Here is the excerpt from the "VTune affects behavior of API function AllocConsole?" thread. ------------------------------------------------------ Daniel,
Yes, by dragging and dropping I can see clockticks data in source view now. But I have another problem. I don't know if I have configured the sampling activity right, because I found some functions have nothing displayed in their "clockticks" columns of the source view. But I'm sure the function is called in the program and I can step into it in Visual C++ debugger. Besides, some parts of other functions also have their corresponding clockticks fields in the source view left blank. And I'm sure these parts of codes (and the corresponding disassembled codes) are executed.

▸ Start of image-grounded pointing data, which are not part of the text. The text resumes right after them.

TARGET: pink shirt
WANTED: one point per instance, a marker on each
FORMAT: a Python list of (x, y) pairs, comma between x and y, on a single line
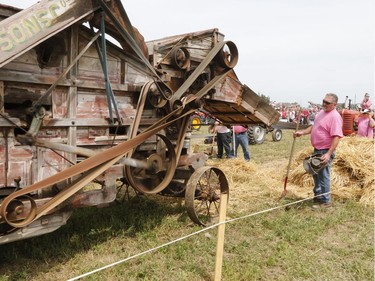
[(364, 130), (221, 129), (327, 125), (239, 129), (366, 104)]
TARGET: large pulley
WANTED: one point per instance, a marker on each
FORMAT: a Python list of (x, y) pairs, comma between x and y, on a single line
[(161, 165), (202, 196)]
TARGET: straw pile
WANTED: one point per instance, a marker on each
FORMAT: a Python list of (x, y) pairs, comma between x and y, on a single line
[(352, 174)]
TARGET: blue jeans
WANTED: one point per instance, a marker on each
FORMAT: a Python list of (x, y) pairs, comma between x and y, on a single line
[(223, 143), (242, 139), (322, 180)]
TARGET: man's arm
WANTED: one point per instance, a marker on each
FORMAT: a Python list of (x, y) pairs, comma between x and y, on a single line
[(302, 132), (325, 157)]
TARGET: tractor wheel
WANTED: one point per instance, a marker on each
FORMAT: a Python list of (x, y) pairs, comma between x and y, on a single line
[(277, 135), (256, 134)]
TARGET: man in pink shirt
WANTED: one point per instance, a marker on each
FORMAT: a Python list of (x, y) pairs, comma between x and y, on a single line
[(325, 136)]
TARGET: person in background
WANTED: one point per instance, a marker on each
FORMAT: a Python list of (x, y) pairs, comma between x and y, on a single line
[(326, 133), (241, 138), (223, 139), (366, 124), (366, 102)]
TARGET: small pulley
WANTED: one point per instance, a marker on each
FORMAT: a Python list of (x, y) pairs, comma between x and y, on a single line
[(181, 58)]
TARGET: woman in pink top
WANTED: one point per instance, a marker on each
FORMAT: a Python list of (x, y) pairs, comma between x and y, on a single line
[(366, 102), (325, 136), (366, 124)]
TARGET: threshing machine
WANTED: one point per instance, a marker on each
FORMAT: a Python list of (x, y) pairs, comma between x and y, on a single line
[(84, 99)]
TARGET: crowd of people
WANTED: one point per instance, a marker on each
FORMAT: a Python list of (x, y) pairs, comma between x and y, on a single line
[(325, 130), (306, 116)]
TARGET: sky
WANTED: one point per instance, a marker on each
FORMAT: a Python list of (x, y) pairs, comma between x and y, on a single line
[(289, 50)]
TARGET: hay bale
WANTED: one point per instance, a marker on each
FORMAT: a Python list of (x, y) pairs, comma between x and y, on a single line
[(352, 174)]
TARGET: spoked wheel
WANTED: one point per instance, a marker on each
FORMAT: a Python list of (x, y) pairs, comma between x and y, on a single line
[(202, 196), (161, 165)]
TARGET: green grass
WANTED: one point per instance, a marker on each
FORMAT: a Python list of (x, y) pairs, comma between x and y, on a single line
[(293, 244)]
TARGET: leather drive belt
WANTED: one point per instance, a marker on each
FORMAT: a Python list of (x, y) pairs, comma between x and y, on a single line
[(93, 166)]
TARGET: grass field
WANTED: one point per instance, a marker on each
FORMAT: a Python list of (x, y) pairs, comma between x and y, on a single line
[(295, 243)]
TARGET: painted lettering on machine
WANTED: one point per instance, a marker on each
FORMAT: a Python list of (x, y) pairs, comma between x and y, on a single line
[(20, 32), (27, 28)]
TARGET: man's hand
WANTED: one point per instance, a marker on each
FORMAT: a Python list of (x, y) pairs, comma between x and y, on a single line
[(325, 157)]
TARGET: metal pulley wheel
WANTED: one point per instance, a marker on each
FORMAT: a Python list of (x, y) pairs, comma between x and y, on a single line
[(202, 196), (181, 58), (161, 165), (154, 97)]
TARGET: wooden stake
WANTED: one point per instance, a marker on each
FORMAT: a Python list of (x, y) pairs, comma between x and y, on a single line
[(220, 236)]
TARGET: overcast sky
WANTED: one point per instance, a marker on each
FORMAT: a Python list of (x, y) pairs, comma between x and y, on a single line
[(289, 50)]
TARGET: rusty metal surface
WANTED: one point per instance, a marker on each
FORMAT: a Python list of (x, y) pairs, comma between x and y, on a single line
[(76, 143)]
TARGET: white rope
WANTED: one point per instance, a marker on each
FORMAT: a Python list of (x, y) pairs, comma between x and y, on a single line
[(189, 235)]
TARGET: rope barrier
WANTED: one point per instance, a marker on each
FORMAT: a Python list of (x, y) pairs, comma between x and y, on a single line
[(190, 235)]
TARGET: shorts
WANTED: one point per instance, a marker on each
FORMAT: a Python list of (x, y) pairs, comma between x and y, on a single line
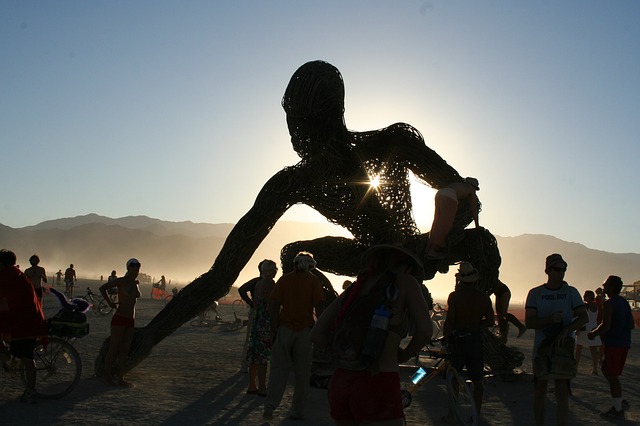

My question is: 1. What's the precise meaning of the term "clocktick"? 2. Is my problem of blank "clockticks" field caused by mis-configuration of the sampling activity? If so, how should I configure it properly?
I agree with dbricker, that it is better to open a new thread for Sampling. But, in any case, I'll answer you here.
Sampling is a VERY complicated profiler. It is impossible to describe all it abilities in a short post, so I'll describe only the very basics.
In order to be able to read sampling results, you need to understand, how sampling works. First of all - sampling is a statistical profiler, which means that it results are meaningful only for the most frequently executed code. Each Intel processor has at least one special register - event counter. This counter is configurable - you can specify to the hardware what specific hardware event you want to count and the maximum count value. When processor counts maximum number of event, it generates hardware interrupt, which is handled by VTune driver. VTune driver notifies active process, active thread and next (for Pentium, current for Itanium) instruction to be executed. All this data is written into VTune database, post-processed and presented later to you.
You need to understand 2 basic issues: 1. Counters are handled by hardware globally for all processes and even OS itself. 2. Interrupts are generated only after specified number of events occur. This means, that all this number of events are associated with one single instruction, that generated only the last event.
Now let's try to understand, what does this mean for clockticks event. Clockticks event counts time. Most of this events will be associated with the most frequently executed parts of your code. If some instruction caught maximum clockticks, this means that either this instruction itself or other instructions around it are very heavy or executed many times. So, optimizing this single part of code will give you maximal possible performance boost (of course, most times modifying algorithm may give you much higher boost, but we are speaking now about local optimizations only).
What is the most fundamental problem of the sampling ? Sampling gives you only flat results. Ex: let's assume, you have put "printf(....)" in for() loop that executed 10000000 times. This is your "main". Sampling will point to some code inside printf() function itself or, even, inside disk driver. Does this mean, that the problem is in the "C" library of OS ? NO - the problem is in your code - if you will move printf
() out of the loop, the problem will disappear. Here is where Call Graph comes - with much more overhead and less accuracy in time values themselves you will get much more data - you will get the control flow graph with call counts.
By the way, you can drag-and-drop data from both Call Graph and Sampling activity results into the Source View window. Each drop will add one or more data column. You can even drag-and-drop Call Graph results into Sampling tables and vise versa - this will allow you to view all relevant data in the same table.